Test Data Management

Software Testing

Sastri Munsamy

19 Aug 2019

Business Problem:

Testing timelines impacted by lack of test data
Requests for test data take too long
Test data is inaccurate and compromises the results of the tests
Execution of automated tests take too long due to the pre-requisite data dependencies and manually capturing the data into the test’s datasheet therefore the automated regression pack cannot be executed daily which results in a longer time to market

Solution:

Test Data Management Model (TDM)

What is TDM?

TDM is an Inspired Testing service offering designed to assist organisations with defining a strategy on how to obtain test data for the various day-to-day testing activities. In some instances, the test data is stored in a separate repository for instant retrieval commonly referred to as a Test Data Warehouse, effectively providing “test data on tap”. End users can request data from an interface and receive the test data for their testing requirements instantly.

Here are some examples of what can be included in your TDM Strategy:

Processes to create or obtain data are automated
- Front End processes
- API processes to facilitate integration of data between systems
- Database insertions, updates and queries
- Using a commercial TDM tool such as IBM Infosphere
Data recycling processes are automated ie. putting the test data back into its original state so that it can be consumed again
Snapshot and restoring of the databases
Automating the aging of test data for specific business processes
State Transitional Analysis of the test data through various processes that consume the test data

Sometimes, there are no processes that can be automated to create test data and you are forced to use the limited amount of test data that has been provided to you by the respective system’s teams. In such instances, we will analyse the state transition of the test data as it is consumed through the execution of the test to identify the most efficient way to sequence your test so that you can use a minimal amount of test data to gain a maximum amount of test coverage. Consider the following example to best illustrate this technique:
Test 1 – Requires test data in State A
Test 3 – Requires test data in State B

Executing Test 3 transitions the test data from State B to State A if executed successfully. Therefore, you must sequence your tests so that Test 3 is executed first followed by Test 1 so that Test 3 puts the data in a state that is ready to be consumed by Test 1.

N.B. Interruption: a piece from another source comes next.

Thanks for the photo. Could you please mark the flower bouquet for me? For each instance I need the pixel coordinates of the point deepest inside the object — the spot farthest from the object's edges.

How does it help Automated Testing?

This is by far one of the most overlooked foundation principles, but it is ultimately one of the most important ones for having effective automation. To justify my statement, imagine the following scenario:

You have five automated scripts that you would like to execute before every release. You have to capture test data manually in a spreadsheet before you can perform the tests.

With the above example, it could take you 10 minutes to capture the data before executing tests which will still provide you with a fast time to market in the short term. Now imagine that you are two years into the future since implementing test automation:

You now have a thousand automated scripts that you need to execute before every release. You need to capture test data manually in a spreadsheet for each of these tests before you can complete them.

As you can see, in the long term and as the automated regression pack grows, it could take months before you release to market and will never be able to execute these tests daily or automatically after hours. Apart from the turnaround time it takes to request test data, the human dependency to capture test data prior to executing tests is massive, and it might be faster to execute the tests manually than through an automated tool due to the ineffective implementation of your automated testing solution.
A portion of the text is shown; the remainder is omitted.